Design Principle 1: Self-managing jobs manage their own timeouts/resources (distributed versus centralized responsibility) Timeouts: Each job maintains their own timeouts. Based on the expected execution time with a good amount of padding to account for machine variations etc, every job has a timeout after which time, if it has not completed, aborts itself. Nodes: Every job checks if there is a node with the set of labels it needs to run on, if none exist (and are online), the job should exit with a useful message. If there is a node, but its busy, wait in a queue for XX number of acceptable minutes/hours. Labels: standard label schemas should be used, to avoid having to wade through code to find out what labels/nodes a job needs in order to run. Required labels are part of the input information to print to console (see design principle 2).

Design Principle 2: Report all inputs and outputs (related: https://github.com/AdoptOpenJDK/TSC/issues/158) Every job prints where it is taking its material from (repo / branch / SHAs), commands used, environment variables set, what logs are created/archived, what end product is produced and where it is pushed. We can use the InToto metadata template for this information so that all jobs print in a standardized way, which will make further automation easier.

Design Principle 3: Avoid technical debt decisions For each new feature or enhancement, look to see if there is already a well-maintained open-source option that suits the purpose. If so, use it rather than roll-your-own solutions. If upstream solutions do not quite meet all needs but are close, consider contributing to them to allow their use as preferential to writing/maintaining a separate code base.
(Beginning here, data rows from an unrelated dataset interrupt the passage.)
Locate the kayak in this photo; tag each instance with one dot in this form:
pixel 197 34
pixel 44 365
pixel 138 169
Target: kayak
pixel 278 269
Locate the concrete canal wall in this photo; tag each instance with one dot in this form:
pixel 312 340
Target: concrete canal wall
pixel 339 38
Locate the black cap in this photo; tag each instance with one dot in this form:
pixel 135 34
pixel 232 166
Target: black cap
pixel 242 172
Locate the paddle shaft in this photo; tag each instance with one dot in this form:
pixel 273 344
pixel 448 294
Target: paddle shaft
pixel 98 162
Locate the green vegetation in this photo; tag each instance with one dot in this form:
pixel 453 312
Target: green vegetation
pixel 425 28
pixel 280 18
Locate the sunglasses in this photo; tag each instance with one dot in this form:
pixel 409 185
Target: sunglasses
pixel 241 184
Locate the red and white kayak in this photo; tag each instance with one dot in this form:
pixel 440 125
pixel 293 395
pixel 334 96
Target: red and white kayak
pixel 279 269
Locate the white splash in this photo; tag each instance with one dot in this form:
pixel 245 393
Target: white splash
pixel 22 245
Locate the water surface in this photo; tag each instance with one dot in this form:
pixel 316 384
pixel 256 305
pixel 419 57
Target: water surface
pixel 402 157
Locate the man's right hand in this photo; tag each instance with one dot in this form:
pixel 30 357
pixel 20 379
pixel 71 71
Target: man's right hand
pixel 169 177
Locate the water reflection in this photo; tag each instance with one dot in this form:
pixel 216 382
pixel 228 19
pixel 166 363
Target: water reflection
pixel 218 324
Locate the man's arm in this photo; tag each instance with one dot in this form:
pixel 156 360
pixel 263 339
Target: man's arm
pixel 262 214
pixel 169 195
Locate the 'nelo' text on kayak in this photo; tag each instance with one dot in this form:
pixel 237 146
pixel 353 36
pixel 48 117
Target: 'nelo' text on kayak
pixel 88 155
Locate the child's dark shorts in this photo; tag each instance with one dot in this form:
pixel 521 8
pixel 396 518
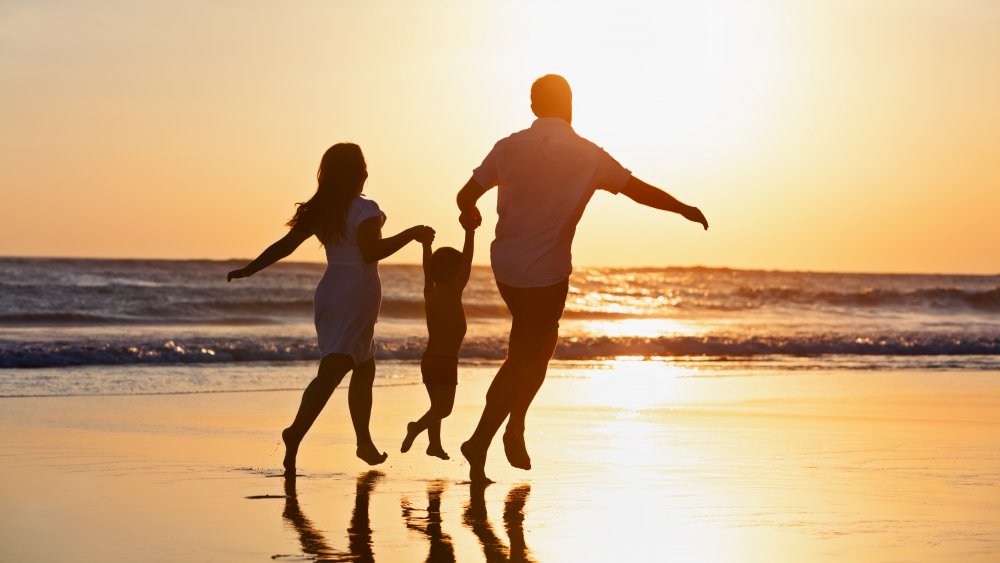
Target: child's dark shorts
pixel 439 370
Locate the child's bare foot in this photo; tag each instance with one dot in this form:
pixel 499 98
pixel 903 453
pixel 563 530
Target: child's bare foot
pixel 291 450
pixel 514 448
pixel 370 454
pixel 477 463
pixel 437 451
pixel 411 434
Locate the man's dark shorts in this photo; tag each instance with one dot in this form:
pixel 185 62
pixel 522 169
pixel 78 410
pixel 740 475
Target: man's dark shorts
pixel 535 308
pixel 439 370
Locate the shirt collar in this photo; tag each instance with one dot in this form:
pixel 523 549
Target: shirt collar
pixel 551 122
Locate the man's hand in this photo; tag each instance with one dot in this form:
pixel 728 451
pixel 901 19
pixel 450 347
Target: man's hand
pixel 471 219
pixel 423 234
pixel 236 274
pixel 695 215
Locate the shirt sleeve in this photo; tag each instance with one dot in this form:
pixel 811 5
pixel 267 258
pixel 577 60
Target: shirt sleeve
pixel 366 209
pixel 610 175
pixel 487 175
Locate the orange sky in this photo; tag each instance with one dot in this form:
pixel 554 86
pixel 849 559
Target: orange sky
pixel 835 135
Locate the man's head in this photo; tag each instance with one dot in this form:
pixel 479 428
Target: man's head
pixel 551 97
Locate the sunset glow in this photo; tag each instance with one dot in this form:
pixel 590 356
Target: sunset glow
pixel 831 136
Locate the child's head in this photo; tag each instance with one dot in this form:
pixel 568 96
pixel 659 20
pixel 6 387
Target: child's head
pixel 445 263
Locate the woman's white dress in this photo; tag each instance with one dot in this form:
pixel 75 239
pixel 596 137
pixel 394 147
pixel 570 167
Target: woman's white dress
pixel 347 299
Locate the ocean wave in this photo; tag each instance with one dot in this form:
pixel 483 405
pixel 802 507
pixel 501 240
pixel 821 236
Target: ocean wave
pixel 936 297
pixel 235 350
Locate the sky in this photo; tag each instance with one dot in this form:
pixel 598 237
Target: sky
pixel 847 135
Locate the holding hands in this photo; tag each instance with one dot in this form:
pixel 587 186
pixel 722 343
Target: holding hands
pixel 237 274
pixel 471 219
pixel 422 234
pixel 695 215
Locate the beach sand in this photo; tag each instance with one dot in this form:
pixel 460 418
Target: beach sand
pixel 633 461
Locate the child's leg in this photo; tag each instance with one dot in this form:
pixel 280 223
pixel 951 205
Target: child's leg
pixel 414 429
pixel 442 401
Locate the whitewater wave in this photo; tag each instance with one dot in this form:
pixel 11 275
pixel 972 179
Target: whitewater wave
pixel 236 350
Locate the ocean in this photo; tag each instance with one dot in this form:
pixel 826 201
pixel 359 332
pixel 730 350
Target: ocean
pixel 91 326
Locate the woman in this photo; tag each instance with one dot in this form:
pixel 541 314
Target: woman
pixel 347 299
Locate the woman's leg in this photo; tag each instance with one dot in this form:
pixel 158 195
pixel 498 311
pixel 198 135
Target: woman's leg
pixel 332 369
pixel 359 398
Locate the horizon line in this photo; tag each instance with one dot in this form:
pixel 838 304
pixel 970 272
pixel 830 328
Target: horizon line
pixel 486 265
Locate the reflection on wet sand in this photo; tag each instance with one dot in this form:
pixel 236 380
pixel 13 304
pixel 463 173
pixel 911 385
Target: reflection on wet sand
pixel 441 548
pixel 476 519
pixel 359 533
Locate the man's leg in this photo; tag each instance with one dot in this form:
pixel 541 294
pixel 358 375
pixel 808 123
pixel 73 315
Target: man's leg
pixel 533 336
pixel 535 339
It is great to have this issue as a catalyst for a design discussion. I will host an open meeting about the current design and future direction of the build pipelines, tentatively Tuesday, October 6th (8am EDT). I will post details in the Slack #build channel.

Sep 30 '20 17:09 smlambert

I'm not a great fan of timeouts, but there definitely needs to be a set of timeouts for the long term maximum expected duration of a job or stage. When no online nodes are available, I would like some sort of immediate Alert, so someone goes and fixes the problem...

I'd like us to take an Agile small step by step approach of improvement here

Oct 01 '20 08:10 andrew-m-leonard

The problem with the lack of nodes is one for our monitoring to solve. Is there a way to get the queued jobs and the nodes being online out of Jenkins, both with their labels? We could then figure out if there's at least one node (warning) or no node (error). I'm happy to guide someone to write such a check but don't have the time to do it myself.

Oct 01 '20 09:10 aahlenst